FYI, they added a lot more formats to the list after that.
Preferred
1. Platform-independent, character-based formats are preferred over native or binary formats as long as data is complete, and retains full detail and precision. Preferred formats include well-developed, widely adopted, de facto marketplace standards, e.g.
a. Formats using well known schemas with public validation tool available
b. Line-oriented, e.g. TSV, CSV, fixed-width
c. Platform-independent open formats, e.g. .db, .db3, .sqlite, .sqlite3
2. Any proprietary format that is a de facto standard for a profession or supported by multiple tools (e.g. Excel .xls or .xlsx, Shapefile)

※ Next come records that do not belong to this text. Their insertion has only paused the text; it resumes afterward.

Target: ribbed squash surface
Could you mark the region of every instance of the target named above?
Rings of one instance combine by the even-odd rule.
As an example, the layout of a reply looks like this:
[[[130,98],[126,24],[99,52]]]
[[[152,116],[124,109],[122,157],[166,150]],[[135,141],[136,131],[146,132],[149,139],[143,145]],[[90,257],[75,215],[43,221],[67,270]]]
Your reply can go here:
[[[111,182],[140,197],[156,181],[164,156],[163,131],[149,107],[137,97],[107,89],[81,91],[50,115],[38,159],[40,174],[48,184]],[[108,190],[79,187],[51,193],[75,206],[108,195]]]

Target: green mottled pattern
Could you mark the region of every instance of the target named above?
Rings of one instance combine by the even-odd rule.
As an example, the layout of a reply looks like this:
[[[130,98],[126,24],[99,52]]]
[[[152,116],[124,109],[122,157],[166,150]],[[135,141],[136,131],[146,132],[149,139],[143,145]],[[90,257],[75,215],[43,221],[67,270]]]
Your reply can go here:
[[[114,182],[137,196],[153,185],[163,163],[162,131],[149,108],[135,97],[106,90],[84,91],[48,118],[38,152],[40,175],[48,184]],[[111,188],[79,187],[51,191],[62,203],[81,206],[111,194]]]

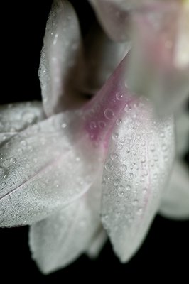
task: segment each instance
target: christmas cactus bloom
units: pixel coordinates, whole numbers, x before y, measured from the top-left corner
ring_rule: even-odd
[[[132,76],[134,87],[139,76],[133,67],[141,64],[139,56],[134,60],[136,39],[142,52],[146,45],[150,60],[157,52],[151,87],[156,92],[159,87],[162,102],[164,84],[155,74],[159,65],[165,65],[166,83],[172,87],[173,73],[179,84],[186,82],[188,63],[183,67],[177,61],[173,67],[169,55],[164,62],[161,50],[155,50],[153,41],[151,45],[144,37],[150,28],[147,10],[153,22],[155,1],[91,2],[112,39],[118,40],[112,31],[122,28],[122,42],[109,40],[99,27],[83,42],[72,5],[55,1],[41,54],[42,104],[0,109],[0,226],[31,225],[33,258],[44,273],[83,253],[97,256],[107,237],[120,261],[126,262],[158,210],[170,217],[189,217],[188,169],[180,158],[188,146],[189,116],[183,106],[176,120],[173,111],[160,116],[147,85],[143,94],[146,80],[139,88],[143,96],[129,87]],[[188,1],[175,2],[188,13]],[[154,5],[162,9],[161,1]],[[172,7],[173,1],[166,5]],[[171,17],[173,13],[171,9]],[[163,23],[162,14],[163,20],[155,17],[155,23]],[[142,18],[139,36],[135,28],[129,28],[138,23],[133,26],[136,17]],[[186,36],[177,37],[174,43],[182,45]],[[149,58],[146,65],[142,62],[147,66],[144,76],[148,76]]]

3. Character Encoding, in descending order of preference:
a. UTF-8, UTF-16 (with BOM),
b. US-ASCII or ISO 8859-1
c. Other named encoding
---
Acceptable
For data (in order of preference):
1. Non-proprietary, publicly documented formats endorsed as standards by a professional community or government agency, e.g. CDF, HDF
2. Text-based data formats with available schema
For aggregation or transfer:
1. ZIP, RAR, tar, 7z with no encryption, password or other protection mechanisms.
https://www.loc.gov/preservation/resources/rfs/data.html
.7z being there just discredits the entire process. The underlying compression algorithm is a free-hand one and can be anything[0], or contain bugs and exploits[1]. Personally I use only zstd with .7z which is 'non-standard' by the official (Russian) release.
[0]: https://7-zip.org/7z.html
[1]: CVE-2025-0411